While intercepting it in the burp suite it was as shown as it is in the following picture:
It was a Post Request to the /json/setup-restore.action?synchronous=true path with the zip file which appears it export data leading to editing the administrator group while reversing the xmlexport-200123123001.zip but appears to be a normal zip file after unzipping the file as the following
Which has attachments, plugin-data, resources, entities.xml exportdescriptor.properties
By reviewing struts.xml which exists com.atlassian.confluence_confluence_8.0.4.jar
it indicates that the identified action class for the restore action is importexport.action.RestoreePageAction
The “RestorePage” action method was invoking the ExportDescriptor to extract the key and build number from the “exportDescriptor.properties” file, as illustrated below:
The information within “Entities.xml” comprises details like the admin username and the email “[email protected]”. Exploiting the vulnerability involved leveraging the same data present in the injection account, causes an overwrite of Confluence data
I also exported the a second set of data to compare the differences between the file with the exploit and my original file by accessing user-management Backup & Restore export.

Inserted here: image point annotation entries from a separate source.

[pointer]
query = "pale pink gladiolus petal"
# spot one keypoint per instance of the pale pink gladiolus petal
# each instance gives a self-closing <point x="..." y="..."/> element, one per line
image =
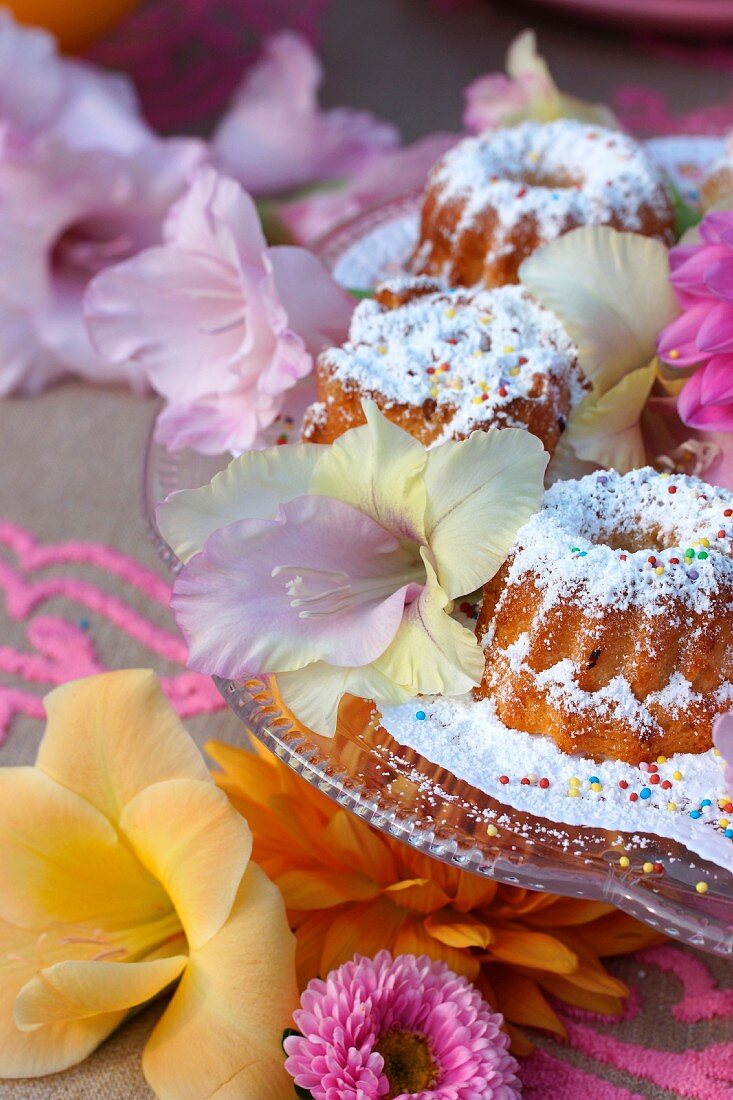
<point x="717" y="381"/>
<point x="718" y="275"/>
<point x="218" y="323"/>
<point x="492" y="98"/>
<point x="323" y="578"/>
<point x="699" y="414"/>
<point x="274" y="138"/>
<point x="715" y="331"/>
<point x="677" y="342"/>
<point x="393" y="174"/>
<point x="723" y="741"/>
<point x="217" y="422"/>
<point x="317" y="308"/>
<point x="717" y="228"/>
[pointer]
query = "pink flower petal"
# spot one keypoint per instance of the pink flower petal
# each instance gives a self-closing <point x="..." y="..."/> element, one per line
<point x="274" y="138"/>
<point x="677" y="342"/>
<point x="696" y="413"/>
<point x="321" y="582"/>
<point x="715" y="331"/>
<point x="719" y="275"/>
<point x="690" y="265"/>
<point x="389" y="176"/>
<point x="317" y="308"/>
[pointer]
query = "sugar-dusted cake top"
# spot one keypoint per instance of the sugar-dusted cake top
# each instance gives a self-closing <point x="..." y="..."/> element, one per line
<point x="642" y="538"/>
<point x="562" y="173"/>
<point x="472" y="351"/>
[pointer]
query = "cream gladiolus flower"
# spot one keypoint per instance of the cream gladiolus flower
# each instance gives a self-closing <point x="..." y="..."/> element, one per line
<point x="124" y="870"/>
<point x="527" y="91"/>
<point x="336" y="567"/>
<point x="612" y="293"/>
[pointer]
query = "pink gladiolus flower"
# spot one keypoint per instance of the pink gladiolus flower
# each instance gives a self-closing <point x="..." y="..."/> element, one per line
<point x="84" y="182"/>
<point x="702" y="334"/>
<point x="275" y="139"/>
<point x="723" y="741"/>
<point x="394" y="174"/>
<point x="219" y="323"/>
<point x="405" y="1027"/>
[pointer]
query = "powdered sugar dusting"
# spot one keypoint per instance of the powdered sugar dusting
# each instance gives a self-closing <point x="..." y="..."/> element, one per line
<point x="583" y="542"/>
<point x="561" y="173"/>
<point x="472" y="352"/>
<point x="687" y="802"/>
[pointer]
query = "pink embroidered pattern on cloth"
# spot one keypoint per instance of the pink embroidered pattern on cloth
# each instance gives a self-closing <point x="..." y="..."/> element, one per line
<point x="62" y="649"/>
<point x="698" y="1075"/>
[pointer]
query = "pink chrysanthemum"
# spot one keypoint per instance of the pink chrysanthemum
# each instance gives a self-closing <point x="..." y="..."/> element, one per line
<point x="404" y="1029"/>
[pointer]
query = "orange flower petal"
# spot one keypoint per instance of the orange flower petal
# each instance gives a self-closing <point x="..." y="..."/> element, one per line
<point x="534" y="950"/>
<point x="362" y="930"/>
<point x="413" y="938"/>
<point x="455" y="931"/>
<point x="323" y="890"/>
<point x="422" y="895"/>
<point x="522" y="1001"/>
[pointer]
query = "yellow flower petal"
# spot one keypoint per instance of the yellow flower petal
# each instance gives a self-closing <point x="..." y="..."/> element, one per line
<point x="612" y="293"/>
<point x="313" y="694"/>
<point x="110" y="736"/>
<point x="605" y="428"/>
<point x="455" y="931"/>
<point x="196" y="845"/>
<point x="431" y="652"/>
<point x="78" y="989"/>
<point x="547" y="103"/>
<point x="62" y="860"/>
<point x="251" y="487"/>
<point x="479" y="493"/>
<point x="534" y="950"/>
<point x="321" y="890"/>
<point x="376" y="469"/>
<point x="221" y="1033"/>
<point x="51" y="1048"/>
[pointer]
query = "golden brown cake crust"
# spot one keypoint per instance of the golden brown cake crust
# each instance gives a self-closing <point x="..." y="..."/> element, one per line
<point x="493" y="200"/>
<point x="532" y="383"/>
<point x="642" y="675"/>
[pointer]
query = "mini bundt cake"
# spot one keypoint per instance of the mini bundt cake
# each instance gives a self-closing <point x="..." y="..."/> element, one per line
<point x="493" y="199"/>
<point x="610" y="627"/>
<point x="441" y="363"/>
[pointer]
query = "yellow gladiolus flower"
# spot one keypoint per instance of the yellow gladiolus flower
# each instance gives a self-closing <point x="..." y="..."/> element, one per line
<point x="612" y="293"/>
<point x="124" y="870"/>
<point x="350" y="889"/>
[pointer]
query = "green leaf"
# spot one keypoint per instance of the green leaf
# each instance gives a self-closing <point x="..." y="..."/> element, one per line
<point x="686" y="217"/>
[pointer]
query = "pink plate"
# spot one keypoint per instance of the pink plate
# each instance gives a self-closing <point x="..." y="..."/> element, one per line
<point x="692" y="17"/>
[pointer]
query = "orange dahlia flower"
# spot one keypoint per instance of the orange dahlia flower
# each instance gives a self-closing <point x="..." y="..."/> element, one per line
<point x="351" y="889"/>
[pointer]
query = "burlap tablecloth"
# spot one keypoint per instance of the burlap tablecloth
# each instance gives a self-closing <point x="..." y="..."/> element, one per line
<point x="70" y="459"/>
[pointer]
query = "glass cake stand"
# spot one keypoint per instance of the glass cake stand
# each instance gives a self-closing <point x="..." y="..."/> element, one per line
<point x="401" y="792"/>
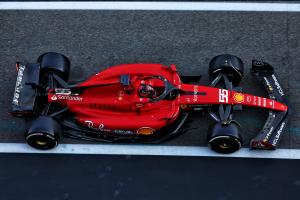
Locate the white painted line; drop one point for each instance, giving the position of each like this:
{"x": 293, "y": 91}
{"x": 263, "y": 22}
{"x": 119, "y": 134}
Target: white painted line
{"x": 117, "y": 149}
{"x": 179, "y": 6}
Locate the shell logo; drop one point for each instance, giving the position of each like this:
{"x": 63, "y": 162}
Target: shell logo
{"x": 238, "y": 97}
{"x": 145, "y": 131}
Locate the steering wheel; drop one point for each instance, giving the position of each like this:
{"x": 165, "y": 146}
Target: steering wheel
{"x": 168, "y": 88}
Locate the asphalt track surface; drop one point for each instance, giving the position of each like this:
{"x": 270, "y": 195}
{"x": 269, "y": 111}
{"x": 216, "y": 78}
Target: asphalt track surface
{"x": 61, "y": 177}
{"x": 95, "y": 40}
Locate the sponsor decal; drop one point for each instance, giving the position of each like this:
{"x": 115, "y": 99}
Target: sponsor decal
{"x": 53, "y": 98}
{"x": 223, "y": 96}
{"x": 264, "y": 102}
{"x": 100, "y": 127}
{"x": 268, "y": 134}
{"x": 90, "y": 124}
{"x": 66, "y": 97}
{"x": 248, "y": 99}
{"x": 18, "y": 85}
{"x": 277, "y": 136}
{"x": 259, "y": 101}
{"x": 254, "y": 100}
{"x": 277, "y": 85}
{"x": 195, "y": 97}
{"x": 145, "y": 131}
{"x": 269, "y": 87}
{"x": 238, "y": 97}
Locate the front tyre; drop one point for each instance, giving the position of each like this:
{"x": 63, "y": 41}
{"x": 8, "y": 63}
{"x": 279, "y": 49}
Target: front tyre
{"x": 44, "y": 133}
{"x": 225, "y": 138}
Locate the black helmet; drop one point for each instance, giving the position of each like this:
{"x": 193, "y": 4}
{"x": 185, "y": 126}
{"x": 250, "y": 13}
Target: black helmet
{"x": 146, "y": 91}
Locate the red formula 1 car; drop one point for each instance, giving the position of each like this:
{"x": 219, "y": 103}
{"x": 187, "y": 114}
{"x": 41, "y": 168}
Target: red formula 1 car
{"x": 145, "y": 103}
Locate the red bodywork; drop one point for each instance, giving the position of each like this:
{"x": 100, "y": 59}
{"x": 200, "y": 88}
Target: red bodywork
{"x": 110, "y": 106}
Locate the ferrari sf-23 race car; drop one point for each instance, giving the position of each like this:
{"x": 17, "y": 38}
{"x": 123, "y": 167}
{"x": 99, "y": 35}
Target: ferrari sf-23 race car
{"x": 145, "y": 103}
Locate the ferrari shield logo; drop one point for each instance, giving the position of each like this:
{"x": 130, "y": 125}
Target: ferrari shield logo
{"x": 238, "y": 97}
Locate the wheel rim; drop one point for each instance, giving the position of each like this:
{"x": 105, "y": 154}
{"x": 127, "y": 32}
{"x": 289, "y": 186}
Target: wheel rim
{"x": 42, "y": 141}
{"x": 225, "y": 144}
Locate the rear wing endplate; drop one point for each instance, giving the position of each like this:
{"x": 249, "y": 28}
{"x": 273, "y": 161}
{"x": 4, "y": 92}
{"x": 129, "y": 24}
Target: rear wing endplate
{"x": 271, "y": 133}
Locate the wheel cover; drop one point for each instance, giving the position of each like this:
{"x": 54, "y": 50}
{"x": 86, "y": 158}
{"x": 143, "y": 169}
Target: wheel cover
{"x": 225, "y": 144}
{"x": 42, "y": 141}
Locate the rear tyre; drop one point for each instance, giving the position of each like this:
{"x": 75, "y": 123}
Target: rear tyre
{"x": 44, "y": 133}
{"x": 56, "y": 63}
{"x": 225, "y": 138}
{"x": 227, "y": 64}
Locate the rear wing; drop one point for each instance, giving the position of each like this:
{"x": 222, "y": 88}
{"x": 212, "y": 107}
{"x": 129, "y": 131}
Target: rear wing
{"x": 272, "y": 131}
{"x": 24, "y": 100}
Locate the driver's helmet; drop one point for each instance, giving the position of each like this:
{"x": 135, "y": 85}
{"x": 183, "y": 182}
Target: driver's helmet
{"x": 146, "y": 91}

The backup was successfully generated backup and the zip was file generated
Debugging
The breakpoint will be set in the RestoreAction.class at the validation method which is responsible to validate the restore uploaded files
The function starts to save the file that is uploaded by using getRestoreFilefromUpload
And then getExportDescriptor is used to unzip and prepare to read the content of the zip file.

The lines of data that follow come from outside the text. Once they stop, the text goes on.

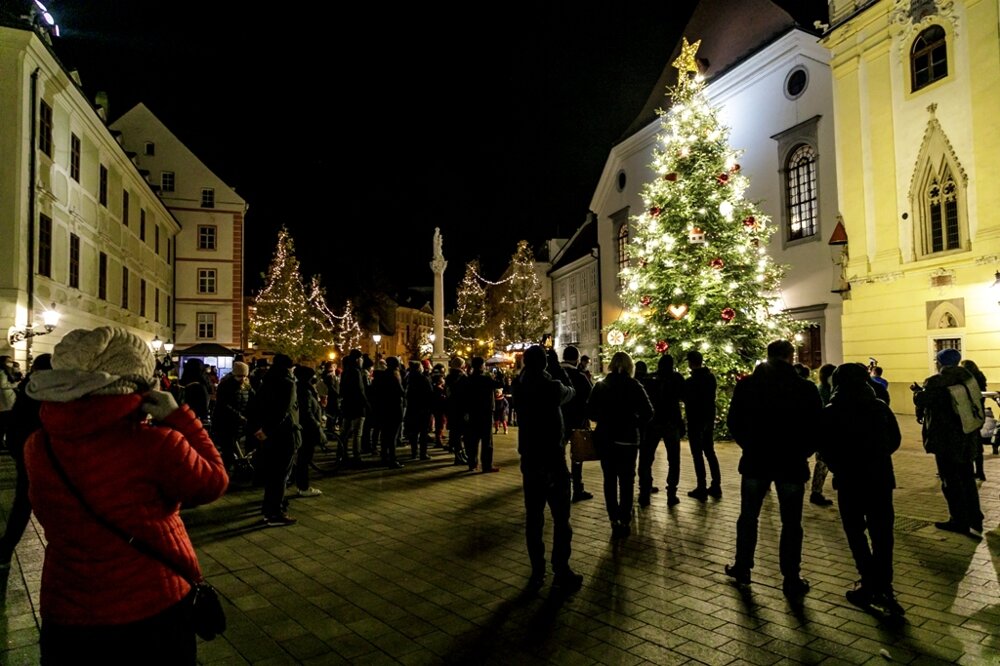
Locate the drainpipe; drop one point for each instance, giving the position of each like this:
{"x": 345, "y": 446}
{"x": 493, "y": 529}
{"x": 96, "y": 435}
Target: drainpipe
{"x": 596, "y": 253}
{"x": 32, "y": 177}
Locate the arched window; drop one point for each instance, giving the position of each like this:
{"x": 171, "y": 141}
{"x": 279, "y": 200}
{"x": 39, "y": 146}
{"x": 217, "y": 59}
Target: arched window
{"x": 622, "y": 252}
{"x": 941, "y": 202}
{"x": 928, "y": 58}
{"x": 800, "y": 193}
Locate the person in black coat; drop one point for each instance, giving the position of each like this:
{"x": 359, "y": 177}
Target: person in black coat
{"x": 353, "y": 406}
{"x": 858, "y": 434}
{"x": 699, "y": 406}
{"x": 453, "y": 408}
{"x": 771, "y": 416}
{"x": 387, "y": 387}
{"x": 311, "y": 421}
{"x": 665, "y": 389}
{"x": 419, "y": 401}
{"x": 23, "y": 421}
{"x": 621, "y": 408}
{"x": 542, "y": 446}
{"x": 575, "y": 413}
{"x": 274, "y": 421}
{"x": 476, "y": 400}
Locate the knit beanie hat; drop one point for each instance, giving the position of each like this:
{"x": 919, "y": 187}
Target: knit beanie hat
{"x": 948, "y": 357}
{"x": 102, "y": 361}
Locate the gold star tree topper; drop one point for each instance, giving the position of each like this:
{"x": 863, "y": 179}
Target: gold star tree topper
{"x": 686, "y": 61}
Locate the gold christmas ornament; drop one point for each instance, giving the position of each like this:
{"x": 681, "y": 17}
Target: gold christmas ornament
{"x": 686, "y": 60}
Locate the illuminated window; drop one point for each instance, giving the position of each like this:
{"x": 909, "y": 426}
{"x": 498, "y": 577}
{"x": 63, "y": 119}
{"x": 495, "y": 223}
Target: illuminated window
{"x": 928, "y": 58}
{"x": 74, "y": 261}
{"x": 124, "y": 288}
{"x": 800, "y": 192}
{"x": 942, "y": 213}
{"x": 102, "y": 193}
{"x": 45, "y": 128}
{"x": 45, "y": 245}
{"x": 74, "y": 157}
{"x": 206, "y": 325}
{"x": 206, "y": 280}
{"x": 102, "y": 276}
{"x": 621, "y": 253}
{"x": 206, "y": 237}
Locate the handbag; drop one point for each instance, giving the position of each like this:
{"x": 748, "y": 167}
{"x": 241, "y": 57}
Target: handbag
{"x": 207, "y": 614}
{"x": 582, "y": 446}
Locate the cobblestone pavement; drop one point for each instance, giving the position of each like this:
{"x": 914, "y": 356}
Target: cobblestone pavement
{"x": 427, "y": 565}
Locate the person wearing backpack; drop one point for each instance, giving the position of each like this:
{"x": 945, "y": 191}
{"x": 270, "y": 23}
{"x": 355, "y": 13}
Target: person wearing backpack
{"x": 940, "y": 404}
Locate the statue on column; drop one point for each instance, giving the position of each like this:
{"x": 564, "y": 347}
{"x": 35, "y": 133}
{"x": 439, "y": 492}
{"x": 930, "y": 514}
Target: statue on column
{"x": 438, "y": 264}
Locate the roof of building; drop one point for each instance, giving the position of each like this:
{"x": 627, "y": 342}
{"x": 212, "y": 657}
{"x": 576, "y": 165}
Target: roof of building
{"x": 730, "y": 32}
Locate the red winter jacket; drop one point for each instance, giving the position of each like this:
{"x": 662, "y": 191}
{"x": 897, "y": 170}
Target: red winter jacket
{"x": 136, "y": 476}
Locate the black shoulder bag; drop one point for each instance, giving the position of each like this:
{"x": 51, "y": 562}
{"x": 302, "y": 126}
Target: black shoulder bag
{"x": 207, "y": 614}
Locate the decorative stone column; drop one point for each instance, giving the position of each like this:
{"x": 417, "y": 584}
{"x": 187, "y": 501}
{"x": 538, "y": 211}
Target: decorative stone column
{"x": 438, "y": 264}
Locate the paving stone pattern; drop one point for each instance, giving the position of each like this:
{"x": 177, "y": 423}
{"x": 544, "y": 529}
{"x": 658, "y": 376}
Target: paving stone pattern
{"x": 427, "y": 565}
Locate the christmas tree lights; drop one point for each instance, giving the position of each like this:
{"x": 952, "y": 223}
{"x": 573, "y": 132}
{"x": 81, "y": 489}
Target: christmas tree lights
{"x": 286, "y": 318}
{"x": 467, "y": 321}
{"x": 524, "y": 317}
{"x": 699, "y": 277}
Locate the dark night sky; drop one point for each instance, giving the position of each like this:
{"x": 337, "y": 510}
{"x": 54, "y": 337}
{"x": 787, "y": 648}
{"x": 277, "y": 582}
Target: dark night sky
{"x": 362, "y": 127}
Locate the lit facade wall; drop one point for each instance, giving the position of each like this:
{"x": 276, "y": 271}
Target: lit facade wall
{"x": 211, "y": 236}
{"x": 908, "y": 300}
{"x": 66, "y": 197}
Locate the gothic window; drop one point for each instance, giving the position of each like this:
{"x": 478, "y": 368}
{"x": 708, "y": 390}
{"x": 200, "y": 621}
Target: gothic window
{"x": 928, "y": 58}
{"x": 800, "y": 193}
{"x": 621, "y": 254}
{"x": 941, "y": 204}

Then you can move the file confluence application to tmp directory
And get the Scope which is equal to ALL from the exportDescriptor.properties file
However, completing the process was not the root cause of the vulnerability.
Root Cause
During the debugging of the application while running the exploit, it wasn’t initially clear where the root cause occurred. However, after conducting some research on Java vulnerabilities, I identified the root cause within the configuration routing file, struts.xml.
“This serves as an indicator of utilizing Apache Struts, an older framework employed in web application development. This file governs how the application manages requests, particularly URL mapping. It became evident that the ‘setup.restore’ action was accessible without authentication.”

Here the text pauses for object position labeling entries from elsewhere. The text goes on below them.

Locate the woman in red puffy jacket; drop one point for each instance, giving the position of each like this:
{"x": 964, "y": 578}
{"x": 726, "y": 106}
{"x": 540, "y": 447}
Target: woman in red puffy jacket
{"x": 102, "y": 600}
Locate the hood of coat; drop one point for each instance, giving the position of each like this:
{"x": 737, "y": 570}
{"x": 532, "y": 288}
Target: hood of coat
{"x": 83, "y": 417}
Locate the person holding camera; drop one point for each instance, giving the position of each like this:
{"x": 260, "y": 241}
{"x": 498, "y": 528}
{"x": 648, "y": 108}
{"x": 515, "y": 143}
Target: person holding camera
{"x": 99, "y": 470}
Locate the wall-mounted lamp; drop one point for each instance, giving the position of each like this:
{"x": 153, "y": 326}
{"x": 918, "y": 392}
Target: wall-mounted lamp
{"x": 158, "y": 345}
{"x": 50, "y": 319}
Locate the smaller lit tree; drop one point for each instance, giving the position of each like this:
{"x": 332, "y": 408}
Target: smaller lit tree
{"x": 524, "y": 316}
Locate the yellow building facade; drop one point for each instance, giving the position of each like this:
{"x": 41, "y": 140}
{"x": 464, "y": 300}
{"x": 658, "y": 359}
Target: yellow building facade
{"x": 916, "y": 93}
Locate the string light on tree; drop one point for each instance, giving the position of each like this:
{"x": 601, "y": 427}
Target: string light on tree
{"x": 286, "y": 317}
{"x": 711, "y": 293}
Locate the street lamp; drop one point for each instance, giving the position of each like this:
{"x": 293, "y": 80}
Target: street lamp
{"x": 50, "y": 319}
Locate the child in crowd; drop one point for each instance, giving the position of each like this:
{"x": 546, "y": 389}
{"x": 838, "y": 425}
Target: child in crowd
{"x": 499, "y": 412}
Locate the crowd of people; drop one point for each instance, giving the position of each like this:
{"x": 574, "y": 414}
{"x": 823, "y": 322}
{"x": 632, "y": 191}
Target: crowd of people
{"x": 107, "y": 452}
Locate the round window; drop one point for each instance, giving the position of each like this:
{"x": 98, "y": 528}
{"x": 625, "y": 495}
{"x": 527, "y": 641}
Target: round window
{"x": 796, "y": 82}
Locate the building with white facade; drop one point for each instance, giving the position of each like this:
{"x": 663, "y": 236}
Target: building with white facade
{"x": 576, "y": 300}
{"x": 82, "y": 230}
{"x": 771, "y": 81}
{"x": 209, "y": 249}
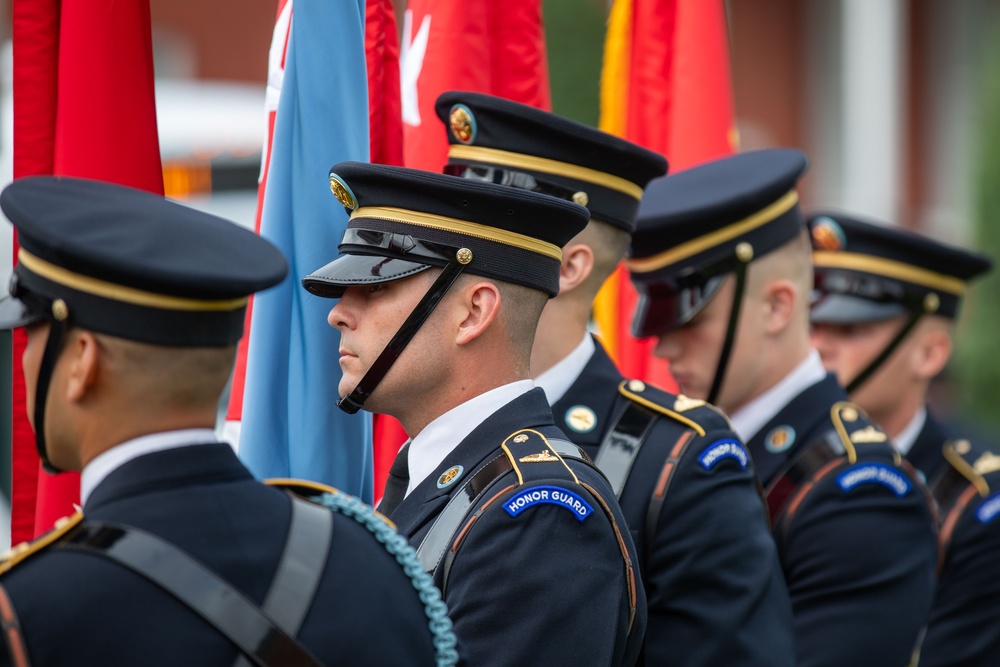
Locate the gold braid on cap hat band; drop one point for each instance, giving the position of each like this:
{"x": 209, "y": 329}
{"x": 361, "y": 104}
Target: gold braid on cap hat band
{"x": 546, "y": 166}
{"x": 464, "y": 227}
{"x": 712, "y": 239}
{"x": 115, "y": 292}
{"x": 888, "y": 268}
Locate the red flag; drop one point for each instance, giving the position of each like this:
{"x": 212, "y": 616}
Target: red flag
{"x": 83, "y": 106}
{"x": 666, "y": 86}
{"x": 486, "y": 47}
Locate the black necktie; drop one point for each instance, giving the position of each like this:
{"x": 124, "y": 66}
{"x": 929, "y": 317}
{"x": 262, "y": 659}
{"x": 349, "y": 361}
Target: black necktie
{"x": 396, "y": 483}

The logic of the Authentication bypass is shown below.
‘/Admin’ namespace extends from ‘setup’
‘/setup’ is considered the default namespace
‘/json’ is associated with the admin package
If a request is sent to ‘/json’, in this case, the request to ‘/json/action’ will be routed to both ‘/setup/action’ and ‘admin/action’. In this CVE, the identified vulnerable path was /‘json/setup-restore.action?synchronous=true’ which wasn’t expected from the developer to get this path even if it did not use the path the restore.services
Patch diffing
After doing patch diffing between the vulnerable version and the patched it was as the following
Fixed by adding
websudorequired which is a security feature in confluence that has been implemented to enhance the security of administrator sessions when trying to access an administrator function the system prompts you to enter the password again even if it was already logged as an additional Authentication step, systemadminonly is a feature that restricts certain administrator functionalities to the users, to make backup restoration only accessible for Administrators accounts.
Getting a Webshell
I’ve used the webshell plugin from the following link
By uploading the vulnerable plugin by going to > Manage apps > upload plugin
Now we can execute commands on the server as below picture through /plugins/servlet/testbin/cmServlet Path
Conclusion
during this analysis, we analyzed the root cause of CVE-2023-22518 through debugging and code review, with a focus on the Apache Struts 2 framework for the application’s routing structure. We conducted patch diffing to understand the vulnerability’s fix. Additionally, we provided an overview of how an attacker could obtain a webshell after gaining administrative access to the confluence portal.